La debilidad de Europa queda en entredicho una vez más. La Unión Europea y Estados Unidos actuaron mal y tarde en la guerra civil de Siria, en el problema de los refugiados, en las exigencias a Turquía -país integrante de la OTAN que ha dejado circular a los islamistas con total libertad- y en otra serie de desatinos diplomáticos que por ahora, pasaremos por alto… Muchos expertos en política internacional y en concreto en Oriente Medio, no comparten la opinión de que actualmente estemos sumidos en una guerra tradicionalmente concebida. Otros sin embargo, son partidarios de llamar guerra a todo lo que acaece desde los atentados de Nueva York, hace ya 14 años. Desde Los Cuadernos de Napoleón apostaremos por una tercera opción, quizá atrevida pero cargada de simbolismo: la III Guerra Mundial suscribiéndonos a varios diplomáticos e historiadores que hablan de este conflicto, como la guerra entre parte del oriente radical y a la totalidad de occidente. Una lucha hegemónica de índole religiosa con muchas batallas librándose a la vez, pero con un fin común, el establecimiento final del Islamismo radical en todo el universo y el exterminio de la herejía y del infiel. Los mismos musulmanes llevan años sufriendo a Daesh. El Yihadismo es un problema que surgió después de la Gran Guerra de 1914-1918. Ahora nos han traído la guerra a las calles y plazas de nuestras ciudades, pero seguimos sin querer ver que hay que aniquilar a este enemigo, un enemigo que lleva mucho tiempo avisando de que no somos dignos de vivir según sus erróneos postulados.

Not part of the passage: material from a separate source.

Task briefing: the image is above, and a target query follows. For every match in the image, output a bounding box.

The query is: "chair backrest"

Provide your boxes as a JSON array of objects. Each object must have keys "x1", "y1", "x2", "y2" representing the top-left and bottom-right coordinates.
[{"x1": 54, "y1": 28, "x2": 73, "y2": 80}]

Estamos en guerra y debemos apoyar la defensa de nuestra libertad, de Europa, de nuestra manera de vivir, de la democracia y en definitiva de lo que nos mueve cada mañana a levantarnos y a luchar en este mundo tan extraño. Quizá sea la guerra más importante y justa de nuestro tiempo, y por ello merezca el calificativo de III Guerra Mundial, como lo fue la II Guerra Mundial y su final, pues del resultado de la misma depende el futuro de nuestros hijos y nietos. Rusia y su pueblo así lo han entendido, pero ¿y nosotros? Nosotros deberemos ser conscientes en Europa, como lo han sido los electores de Estados Unidos del peligro del pecado de omisión, obligando a nuestros gobiernos a que nos protejan porque merecemos ser defendidos con contundencia, sin complejos, sin grietas y con la certeza absoluta de que si Europa vuelve a ser el referente del mundo, nadie podrá abatirnos jamás.